Target Tracking: Statistics of Successive Successful Target Detection in Automotive Radar Networks
Gourab Ghatak
TL;DR
The paper defines tracking probability as the probability that an ego automotive radar detects a target in at least $\nu$ consecutive slots within a block of $T$ slots, linking this metric to QoS requirements through a block ALOHA MAC. Using stochastic geometry, it derives the conditional detection probability $P_d$ under network realization $\Phi$, then obtains the CCDF of the tracking length $L$ via de Moivre's theorem and computes moments $\zeta(l)$ to characterize the average tracking performance.
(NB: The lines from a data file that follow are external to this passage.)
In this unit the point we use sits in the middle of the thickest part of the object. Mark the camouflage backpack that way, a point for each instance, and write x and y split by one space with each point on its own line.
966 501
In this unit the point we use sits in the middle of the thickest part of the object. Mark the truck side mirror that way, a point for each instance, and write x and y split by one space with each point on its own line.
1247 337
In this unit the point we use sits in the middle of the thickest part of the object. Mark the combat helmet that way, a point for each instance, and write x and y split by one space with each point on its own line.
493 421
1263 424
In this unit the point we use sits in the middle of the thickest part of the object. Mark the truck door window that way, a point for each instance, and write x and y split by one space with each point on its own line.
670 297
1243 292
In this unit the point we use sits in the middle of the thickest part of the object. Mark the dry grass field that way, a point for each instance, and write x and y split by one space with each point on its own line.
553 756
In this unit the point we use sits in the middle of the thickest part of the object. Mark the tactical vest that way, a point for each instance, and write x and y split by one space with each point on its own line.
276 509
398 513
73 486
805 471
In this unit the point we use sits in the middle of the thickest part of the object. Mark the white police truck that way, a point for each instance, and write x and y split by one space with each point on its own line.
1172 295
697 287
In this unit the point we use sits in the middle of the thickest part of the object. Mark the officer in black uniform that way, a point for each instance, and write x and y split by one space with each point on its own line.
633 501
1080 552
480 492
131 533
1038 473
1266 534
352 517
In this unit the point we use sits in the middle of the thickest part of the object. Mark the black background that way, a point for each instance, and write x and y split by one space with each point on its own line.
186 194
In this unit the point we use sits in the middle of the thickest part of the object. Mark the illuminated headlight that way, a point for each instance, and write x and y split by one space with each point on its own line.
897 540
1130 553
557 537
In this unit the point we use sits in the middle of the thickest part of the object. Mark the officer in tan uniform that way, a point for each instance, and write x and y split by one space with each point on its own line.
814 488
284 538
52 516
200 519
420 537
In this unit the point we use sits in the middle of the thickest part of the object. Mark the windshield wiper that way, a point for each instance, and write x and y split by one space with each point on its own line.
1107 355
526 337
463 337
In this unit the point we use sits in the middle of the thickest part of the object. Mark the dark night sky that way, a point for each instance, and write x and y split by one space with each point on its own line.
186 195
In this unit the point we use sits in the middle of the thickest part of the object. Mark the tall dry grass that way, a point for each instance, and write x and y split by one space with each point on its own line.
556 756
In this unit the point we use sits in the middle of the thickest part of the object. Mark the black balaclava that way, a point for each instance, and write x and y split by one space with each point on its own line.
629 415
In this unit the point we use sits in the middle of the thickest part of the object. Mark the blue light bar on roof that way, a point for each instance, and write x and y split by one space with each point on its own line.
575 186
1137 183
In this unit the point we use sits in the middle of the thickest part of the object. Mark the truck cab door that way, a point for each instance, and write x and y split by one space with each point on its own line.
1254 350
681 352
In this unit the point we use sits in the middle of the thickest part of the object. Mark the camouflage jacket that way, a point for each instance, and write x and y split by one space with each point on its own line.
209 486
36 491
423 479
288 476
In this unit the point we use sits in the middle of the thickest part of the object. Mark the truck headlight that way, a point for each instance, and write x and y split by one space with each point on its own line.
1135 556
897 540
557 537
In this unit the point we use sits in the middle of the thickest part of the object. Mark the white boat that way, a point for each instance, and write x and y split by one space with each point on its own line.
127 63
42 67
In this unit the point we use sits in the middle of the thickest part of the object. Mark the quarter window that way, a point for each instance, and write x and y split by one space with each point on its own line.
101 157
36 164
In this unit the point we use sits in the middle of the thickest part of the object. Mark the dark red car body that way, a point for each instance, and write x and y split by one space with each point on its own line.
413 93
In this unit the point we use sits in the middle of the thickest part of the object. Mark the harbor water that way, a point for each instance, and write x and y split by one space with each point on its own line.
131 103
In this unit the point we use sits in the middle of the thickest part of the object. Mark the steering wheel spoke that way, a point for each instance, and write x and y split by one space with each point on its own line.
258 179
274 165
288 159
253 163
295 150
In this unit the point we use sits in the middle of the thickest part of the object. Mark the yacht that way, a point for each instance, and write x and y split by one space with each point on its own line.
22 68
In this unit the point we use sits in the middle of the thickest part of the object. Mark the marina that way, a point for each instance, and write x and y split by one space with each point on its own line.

A QoS-aware frame-design framework optimizes the MAC parameter $\delta$ and the block structure by maximizing $(1-(1-\delta)^N)P_t$, revealing that the MAC setting that maximizes detection may not maximize tracking. The results show how frame length, beamwidth, street/vehicle density, shadowing, and use-case QoS requirements influence tracking, and demonstrate the feasibility of a centralized, network-assisted parameter configuration for adaptive radar sensing in urban vehicular networks.
Abstract
We introduce a novel metric for stochastic geometry based analysis of automotive radar networks called target {\it tracking probability}. Unlike the well-investigated detection probability (often termed as the success or coverage probability in stochastic geometry), the tracking probability characterizes the event of successive successful target detection with a sequence of radar pulses. From a theoretical standpoint, this work adds to the rich repertoire of statistical metrics in stochastic geometry-based wireless network analysis. To optimize the target tracking probability in high interference scenarios, we study a block medium access control (MAC) protocol for the automotive radars to share a common channel and recommend the optimal MAC parameter for a given vehicle and street density. Importantly, we show that the optimal MAC parameter that maximizes the detection probability may not be the one that maximizes the tracking probability. Our research reveals how the tracking event can be naturally mapped to the quality of service (QoS) requirements of latency and reliability for different vehicular technology use-cases. This can enable use-case specific adaptive selection of radar parameters for optimal target tracking.